Something bit him through the knee of his battledress. "Bloody glass," he muttered.

The Bren gun barked again. German medics in Red Cross smocks ran up to recover casualties. Walsh didn't shoot at them. Fair was fair. The Germans mostly didn't shoot at British medics.

A lull followed. The Germans seemed surprised anyone was fighting hard to save Senlis. Since Walsh had been surprised when the captain made a fight for the place, how could he blame them?

"What happens now, Sergeant?" Alonzo asked.

"They could shell us some more. They could call in the Stukas again, or the tanks," Walsh said. None of the three Yorkshiremen seemed to want to hear that. Walsh went on, "Or they could decide we're a tough nut and try to go around us instead of pushing through."

"That'd be good," Alonzo said. Jack and Jock both nodded. After a moment, so did Alistair Walsh. AFTER SARAH GOLDMAN'S FATHER TIED his necktie every morning, he pinned his Iron Cross Second Class onto the breast pocket of his jacket. Samuel Goldman wanted to remind the Nazi thugs and Gestapo goons who came to scream at him that he'd done his duty for the Vaterland in the last war and would have done it again this time if only they'd let him.

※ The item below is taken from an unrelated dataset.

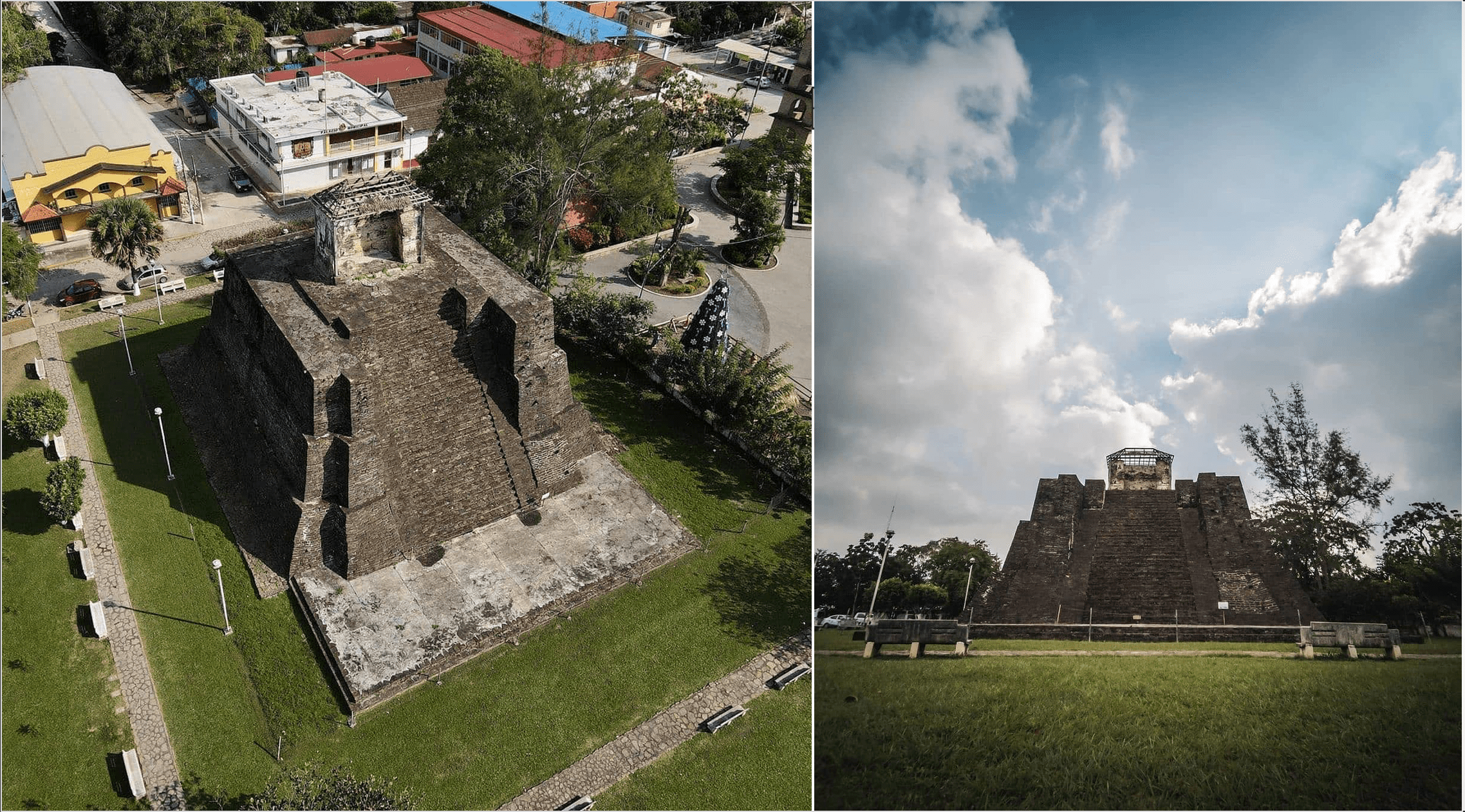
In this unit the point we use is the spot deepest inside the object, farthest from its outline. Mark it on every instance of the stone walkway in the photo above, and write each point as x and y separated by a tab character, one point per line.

Maybe the Eisenkreuz did some good. The Goldmans remained in their home. The Nazis hadn't hauled the rest of them off to Dachau or Buchenwald even if Saul had killed a member of the Master Race.

The Nazis hadn't caught Sarah's big brother, either. Saul had fled the labor gang…and, after that, he might have fallen off the face of the earth. Sarah had no idea what he'd done. Whatever it was, she admired it tremendously. The policemen with the swastika armbands also had no idea what he'd done. It drove them crazy.